Se é caro ou barato, explica o professor Luiz Afonso, isso depende do que a concessionária se comprometeu a oferecer. Se ela vai duplicar uma estrada ou apenas manter um trecho já em boas condições, o preço final ao usuário é distinto. No entanto, para o professor de economia da Universidade Federal do Paraná, Eugênio Stefanello, o custo do pedágio está diminuindo a competitividade brasileira. Porém, pondera o professor, não é o pedágio que é caro, mas a renda do brasileiro que é baixa. “O custo do pedágio no Brasil é relativamente caro se considerarmos a renda média da população e o desenvolvimento do país”, justifica. Moacyr, da ABCR, concorda e acrescenta: “O frete que é muito baixo. Por causa do desemprego, há muito caminhoneiro trabalhando por qualquer preço. Mas o custo de circular em estradas ruins é muito maior."
Para justificar sua posição, o presidente da ABCR cita um estudo feito pela Universidade Federal do Rio de Janeiro (UFRJ) que mostra que uma carreta de 25 toneladas gasta R$ 2,24 por quilômetro quando trafega numa rodovia sem manutenção e R$ 1,60 em uma estrada em boas condições.

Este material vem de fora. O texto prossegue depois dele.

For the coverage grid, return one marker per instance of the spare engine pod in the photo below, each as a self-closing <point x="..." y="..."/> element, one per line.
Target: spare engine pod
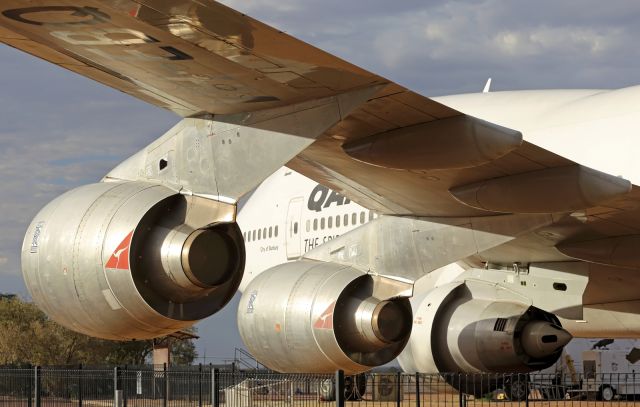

Caro ou não, o fato é que as rodovias que se auto-sustentam podem ser uma boa solução para os tortuosos caminhos rodoviários brasileiros. “Se o poder público tivesse dinheiro para ampliar essa malha e mantê-la de forma adequada, não haveria necessidade de pedágios, nem concessões. Mas ele não tem, então a iniciativa privada é a solução”, defende Luiz Afonso.
“A questão é que participação privada na infra-estrutura ainda está engatinhando no Brasil. Ainda há muito a ser explorado. Mas, para isso, o governo precisa parar de titubear. Planejar o futuro das rodovias é algo estratégico para o crescimento do país”, conclui o professor.